Array creation: The expression
    type-id [exp_1] of exp_2
evaluates exp_1, and exp_2,
(in that order) to find n, the number of elements, and v the initial value. The
type type-id must be declared as an array type. The result of the expression
is a new array of type type-id, indexed from O to n - 1, in which each slot is
initialized to the value v.

Array and record assignment: When an array or record variable A is assigned
a value B, then A references the same array or record as B. Future updates of
elements of A will affect B, and vice versa, until A is reassigned. Parameter
passing of arrays and records is similarly by reference, not by copying.

Extent: Records and arrays have infinite extent: each record or array value lasts
forever, even after control exits from the scope in which it was created.

Assignment: The assignment statement
    lvalue : = exp
evaluates the lvalue, then evaluates the exp, then sets the contents of the lvalue
to the result of the expression.
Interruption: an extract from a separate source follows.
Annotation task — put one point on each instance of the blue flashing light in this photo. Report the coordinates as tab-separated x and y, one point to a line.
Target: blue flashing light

Syntactically, := binds weaker than the boolean operators & and |.
The assignment expression produces no value, so that (a := b) +c is illegal.
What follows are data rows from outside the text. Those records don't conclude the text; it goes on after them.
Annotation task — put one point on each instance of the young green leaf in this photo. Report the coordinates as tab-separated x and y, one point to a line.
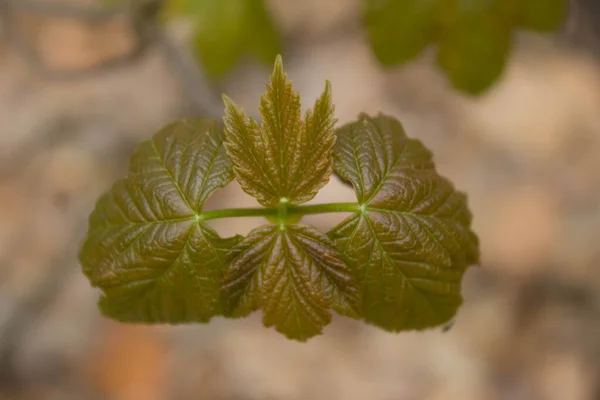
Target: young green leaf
474	46
294	274
220	33
225	30
542	15
399	30
146	247
286	160
411	243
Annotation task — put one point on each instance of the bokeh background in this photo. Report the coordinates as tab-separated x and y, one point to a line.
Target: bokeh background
527	153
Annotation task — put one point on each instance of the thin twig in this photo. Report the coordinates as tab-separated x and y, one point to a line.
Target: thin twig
68	10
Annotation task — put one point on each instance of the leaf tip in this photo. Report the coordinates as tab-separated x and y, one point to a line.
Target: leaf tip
278	67
327	88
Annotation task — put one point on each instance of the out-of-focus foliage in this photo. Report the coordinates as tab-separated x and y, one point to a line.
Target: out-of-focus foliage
473	37
225	30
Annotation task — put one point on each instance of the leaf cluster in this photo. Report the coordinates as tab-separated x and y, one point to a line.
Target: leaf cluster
396	262
473	37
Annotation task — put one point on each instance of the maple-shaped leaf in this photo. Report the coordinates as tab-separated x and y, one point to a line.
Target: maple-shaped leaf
147	248
294	274
411	242
286	159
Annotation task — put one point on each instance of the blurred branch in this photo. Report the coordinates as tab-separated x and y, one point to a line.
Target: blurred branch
68	10
142	20
142	16
582	27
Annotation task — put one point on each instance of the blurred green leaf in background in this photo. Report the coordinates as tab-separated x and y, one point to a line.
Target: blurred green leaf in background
225	30
473	36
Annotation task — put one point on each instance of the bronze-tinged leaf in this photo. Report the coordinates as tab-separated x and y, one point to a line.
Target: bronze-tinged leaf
146	247
411	243
294	274
286	159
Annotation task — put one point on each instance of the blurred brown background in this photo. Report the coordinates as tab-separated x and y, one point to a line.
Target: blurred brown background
527	153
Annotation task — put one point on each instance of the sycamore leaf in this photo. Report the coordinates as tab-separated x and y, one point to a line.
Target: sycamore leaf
146	247
399	30
412	242
220	33
473	37
542	15
474	45
225	30
294	274
286	159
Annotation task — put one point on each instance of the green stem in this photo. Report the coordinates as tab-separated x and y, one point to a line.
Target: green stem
274	211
If-then-else: The if-expression
    if exp1, then exp2 else exp3
evaluates the integer expression exp1. If the result is nonzero it yields the result of evaluating exp2;
otherwise it yields the result of exp3. The expressions exp2 and exp3 must
have the same type, which is also the type of the entire if-expression (or both
expressions must produce no value).

If-then: The if-expression
    if exp1 then exp2
evaluates the integer expression exp1. If the result is nonzero, then exp2 (which must produce no value) is
evaluated. The entire if-expression produces no value.

While: The expression
    while exp1 do exp2
evaluates the integer expression exp1. If the result is nonzero, then exp2 (which must produce no value) is
executed, and then the entire while-expression is reevaluated.

For: The expression
    for id := exp1 to exp2 do exp3
iterates exp3 over each integer value of id between exp1 and exp2. The variable id is a new variable
implicitly declared by the for statement, whose scope covers only exp3, and
may not be assigned to. The body exp3 must produce no value. The upper and
lower bounds are evaluated only once, prior to entering the body of the loop.
If the upper bound is less than the lower, the body is not executed.

Break: The break expression terminates evaluation of the nearest enclosing
while-expression or for-expression. A break in procedure p cannot terminate a loop in procedure q,
even if p is nested within q. A break that is not within a while or for is illegal.

Let: The expression
    let decs in expseq end
evaluates the declarations decs, binding types, variables, and procedures whose scope then extends over the
expseq. The expseq is a sequence of zero or more expressions, separated by semi-colons. The result (if any) of
the last exp in the sequence is then the result of the entire let-expression.

Parentheses: Parentheses around any expression enforce syntactic grouping, as
in most programming languages.

PROGRAMS
Tiger programs do not have arguments: a program is just an expression exp.

STANDARD LIBRARY

Several functions are predefined:

function print(s: string)
    Prints on standard output.

function flush()
    Flush the standard output buffer.

function getchar() : string
    Read a character from standard input; return empty string on end of file.

function ord(s: string) : int
    Give ASCII value of first character of s; yields -1 if s is empty string.

function chr(i: int) : string
    Single-character string from ASCII value 1; halt program if i out of range.

function size(s: string) : int
    Number of characters in s.

function substring (s:string, first: int, n:int) : string
    Substring of string s, starting with character first, n characters long. Characters
    are numbered starting at 0.

function concat (sl: string, s2: string) : string
    Concatenation of s1 and s2.

function not (i : integer) : integer
    Return (i=0).

function exit(i: int)
    Terminate execution with code i.